Supernormal is a children's television programme for CITV.  It was developed and produced by World Leaders Entertainment in New York City, USA, and Granada Kids UK. It was animated by Fatkat Animation, a Canadian animation studio. It made its television début on 1 September 2007 on CITV, but the official premiere was on 8 September of the same year.

About the show

In the ordinary city of Crumptonville can be found a school for superheroes!
Sure, the students wear Spandex and study Death Traps and Doomsday Machines, but they still have all the problems normal kids have at normal schools. There are super-achievers and super-slackers, super-nerds and super-jocks… there's even a teacher's pet - but it lives in the basement, and eats cats!
SuperNormal follows the adventures of four of the, er, less promising students at the school.
There’s Changerella - a peace-loving shape-shifter who thinks the world would be happier with more flowers, love and pink stuff.
The Brass Butt (BB to his friends) - he's not too bright, but is super strong and uses his mighty and shiny brass butt to fight the forces of evil!
Buzz Girl - a sarcastic four-armed girl who possesses a multitude of powers from the insect world... and a weakness for porch lights!
And Eric Normal. An ordinary boy with no superpowers whatsoever. Yet through a combination of sheer good luck and a little dash of common sense, he was able to get through the school’s combination obstacle course/entrance exam.
It's here that brave, enthusiastic and earnest Eric Normal and his friends will learn what it really means to be heroes, with or without superpowers!

Characters

Eric Normal
Eric Normal, the world's first superhero without superpowers!

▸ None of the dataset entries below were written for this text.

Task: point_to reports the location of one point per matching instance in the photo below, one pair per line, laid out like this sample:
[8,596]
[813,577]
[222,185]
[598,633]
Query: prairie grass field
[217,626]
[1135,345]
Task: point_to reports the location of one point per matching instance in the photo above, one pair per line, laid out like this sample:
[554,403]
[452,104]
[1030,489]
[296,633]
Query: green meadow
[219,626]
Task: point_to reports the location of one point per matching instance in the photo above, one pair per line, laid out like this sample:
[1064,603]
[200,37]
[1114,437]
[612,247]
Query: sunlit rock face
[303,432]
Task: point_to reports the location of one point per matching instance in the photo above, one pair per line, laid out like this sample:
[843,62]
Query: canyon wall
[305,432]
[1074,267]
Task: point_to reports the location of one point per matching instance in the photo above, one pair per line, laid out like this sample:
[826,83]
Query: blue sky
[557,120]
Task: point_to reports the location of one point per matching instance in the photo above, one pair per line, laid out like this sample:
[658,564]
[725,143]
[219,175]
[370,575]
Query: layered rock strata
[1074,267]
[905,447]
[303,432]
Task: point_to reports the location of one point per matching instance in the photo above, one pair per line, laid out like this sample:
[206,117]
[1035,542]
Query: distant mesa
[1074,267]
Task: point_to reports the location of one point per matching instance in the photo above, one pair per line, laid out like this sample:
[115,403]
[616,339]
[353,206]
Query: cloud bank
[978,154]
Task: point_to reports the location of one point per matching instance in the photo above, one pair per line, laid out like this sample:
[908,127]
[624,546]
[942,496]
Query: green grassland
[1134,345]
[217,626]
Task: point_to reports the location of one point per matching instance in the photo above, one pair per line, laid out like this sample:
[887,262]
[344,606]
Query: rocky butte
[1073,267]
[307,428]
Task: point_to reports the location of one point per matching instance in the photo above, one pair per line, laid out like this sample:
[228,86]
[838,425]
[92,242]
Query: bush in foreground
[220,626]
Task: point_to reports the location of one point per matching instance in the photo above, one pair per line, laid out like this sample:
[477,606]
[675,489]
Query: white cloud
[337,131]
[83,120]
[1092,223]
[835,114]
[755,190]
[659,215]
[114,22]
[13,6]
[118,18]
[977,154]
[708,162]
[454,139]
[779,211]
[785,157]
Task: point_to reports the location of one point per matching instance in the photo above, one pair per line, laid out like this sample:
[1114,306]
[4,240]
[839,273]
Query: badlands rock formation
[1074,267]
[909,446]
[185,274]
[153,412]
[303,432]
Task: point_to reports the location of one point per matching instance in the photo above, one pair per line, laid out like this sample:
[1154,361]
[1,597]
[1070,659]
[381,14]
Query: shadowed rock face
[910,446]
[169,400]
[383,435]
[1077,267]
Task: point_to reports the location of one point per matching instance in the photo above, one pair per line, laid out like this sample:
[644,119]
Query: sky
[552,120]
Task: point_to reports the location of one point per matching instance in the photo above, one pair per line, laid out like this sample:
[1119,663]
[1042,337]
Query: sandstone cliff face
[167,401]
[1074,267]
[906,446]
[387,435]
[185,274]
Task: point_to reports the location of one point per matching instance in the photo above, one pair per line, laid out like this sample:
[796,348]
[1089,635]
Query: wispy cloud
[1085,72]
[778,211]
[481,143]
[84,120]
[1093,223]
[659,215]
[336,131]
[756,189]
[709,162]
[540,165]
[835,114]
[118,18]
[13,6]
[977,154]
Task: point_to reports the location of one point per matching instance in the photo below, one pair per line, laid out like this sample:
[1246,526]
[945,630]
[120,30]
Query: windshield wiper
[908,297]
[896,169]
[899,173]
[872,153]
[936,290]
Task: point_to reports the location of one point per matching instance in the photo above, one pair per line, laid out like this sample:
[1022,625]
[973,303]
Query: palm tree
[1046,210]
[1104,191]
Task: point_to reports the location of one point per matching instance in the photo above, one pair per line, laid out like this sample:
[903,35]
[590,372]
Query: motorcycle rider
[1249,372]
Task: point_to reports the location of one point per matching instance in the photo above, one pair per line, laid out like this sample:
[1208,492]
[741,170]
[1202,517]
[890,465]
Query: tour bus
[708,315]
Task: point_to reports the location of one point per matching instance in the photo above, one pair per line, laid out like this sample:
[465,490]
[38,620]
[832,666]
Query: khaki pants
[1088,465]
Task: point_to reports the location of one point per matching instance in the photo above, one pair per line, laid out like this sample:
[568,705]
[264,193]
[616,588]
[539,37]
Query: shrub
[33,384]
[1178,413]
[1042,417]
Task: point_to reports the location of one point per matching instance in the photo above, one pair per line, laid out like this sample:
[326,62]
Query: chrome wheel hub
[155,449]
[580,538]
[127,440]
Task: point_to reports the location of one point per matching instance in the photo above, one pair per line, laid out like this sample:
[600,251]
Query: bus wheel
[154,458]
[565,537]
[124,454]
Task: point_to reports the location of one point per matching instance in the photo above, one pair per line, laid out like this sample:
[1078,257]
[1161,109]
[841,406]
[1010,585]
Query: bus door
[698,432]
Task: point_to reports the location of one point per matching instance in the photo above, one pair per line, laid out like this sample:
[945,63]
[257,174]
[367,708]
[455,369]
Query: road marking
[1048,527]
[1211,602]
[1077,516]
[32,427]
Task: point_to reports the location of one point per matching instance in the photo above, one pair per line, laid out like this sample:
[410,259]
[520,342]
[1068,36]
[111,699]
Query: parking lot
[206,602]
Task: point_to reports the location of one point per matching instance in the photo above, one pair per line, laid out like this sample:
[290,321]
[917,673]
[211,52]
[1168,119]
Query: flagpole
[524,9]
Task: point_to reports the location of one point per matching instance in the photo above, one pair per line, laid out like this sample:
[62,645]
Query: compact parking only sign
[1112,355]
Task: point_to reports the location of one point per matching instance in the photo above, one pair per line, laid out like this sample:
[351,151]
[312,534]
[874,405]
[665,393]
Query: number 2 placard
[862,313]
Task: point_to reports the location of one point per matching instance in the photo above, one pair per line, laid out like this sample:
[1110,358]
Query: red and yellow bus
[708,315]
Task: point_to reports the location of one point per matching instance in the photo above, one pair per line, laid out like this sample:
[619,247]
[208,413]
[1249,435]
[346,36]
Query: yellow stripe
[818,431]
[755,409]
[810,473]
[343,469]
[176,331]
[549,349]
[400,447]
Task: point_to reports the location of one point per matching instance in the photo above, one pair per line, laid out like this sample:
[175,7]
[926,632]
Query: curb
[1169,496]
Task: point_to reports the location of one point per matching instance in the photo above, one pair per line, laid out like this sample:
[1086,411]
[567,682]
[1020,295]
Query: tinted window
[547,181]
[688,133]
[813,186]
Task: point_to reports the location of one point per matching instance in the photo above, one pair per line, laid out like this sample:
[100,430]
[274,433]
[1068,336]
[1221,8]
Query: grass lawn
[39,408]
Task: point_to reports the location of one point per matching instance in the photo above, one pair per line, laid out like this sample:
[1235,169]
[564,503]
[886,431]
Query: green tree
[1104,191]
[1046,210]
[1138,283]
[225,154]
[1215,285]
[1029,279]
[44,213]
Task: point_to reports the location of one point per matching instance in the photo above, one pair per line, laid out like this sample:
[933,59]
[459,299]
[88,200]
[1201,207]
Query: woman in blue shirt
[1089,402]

Eric Normal may wear a Spandex suit and a home made cape, but the only thing super about him is his total normalcy. Feisty and determined, Eric is living every kid's dream: he gets to dress up in a colourful costume and punch things, but he takes his role as a superhero-in-training very seriously. He's filled with enthusiasm, a keen sense of justice and is itching to give evil a swift kick in the butt. Eric knows that he doesn't have any superpowers, but that won't stop him from getting stuck in! He fancies himself as a master planner, but his plans are rarely thought out. But whether it's luck or coincidence, Eric Normal will always stand victorious. When the fate of the world teeters on the brink of oblivion, a 13-year old kid with the power of being super normal may not be the first person you think of ringing, but Eric always has his hand on the phone, ready to answer the call of justice! He is voiced by Michael Sinterniklaas.

The Brass Butt (BB)
Strong and loyal! The Brass Butt is Eric Normal's best friend and constant companion. BB (as he's known to his friends) comes from a long line of Brass Butts. His father was a Brass Butt. His father's father was a Brass Butt. His father's father's father was a just a tin butt, but that guy's dad was a Brass Butt too! He is voiced by Gary Littman.

Changerella
Changerella is an incredibly optimistic and peaceful and loving person, with the power of shape-shifting. Similar to BB she has very low intelligence such as being forgetful or not paying any attention. The most empathetic of the group, she is caring and very protective of the rest. She usually claps and cheers at Eric's ideas even when she knows it's obvious they won't work. She wears purple and pink clothes, decorated with flowers. She is voiced by Sarah Hadland.

Buzz Girl
Buzz Girl has all the powers of an insect, that is, she can climb walls, fly and stretch her tongue.  She can also spin webs, a trait that belongs to arachnids, not insects.  She speaks with sarcastic comments and snide remarks, but means well. Buzz Girl rarely smiles in most of the episodes and frowns or sulks more often.  She has four arms and wings, and wears a black and purple bathing suit. She is voiced by Tara Sands.

Critical response
On a poll run by CITV, only 2% of children voted it their favourite television programme on the channel, tied sixth with Pocoyo.  First in the poll was Horrid Henry, followed by Bratz, My Parents Are Aliens, Jungle Run and Emu.  Tied for last place with 1% were Skyland and Jim Jam and Sunny.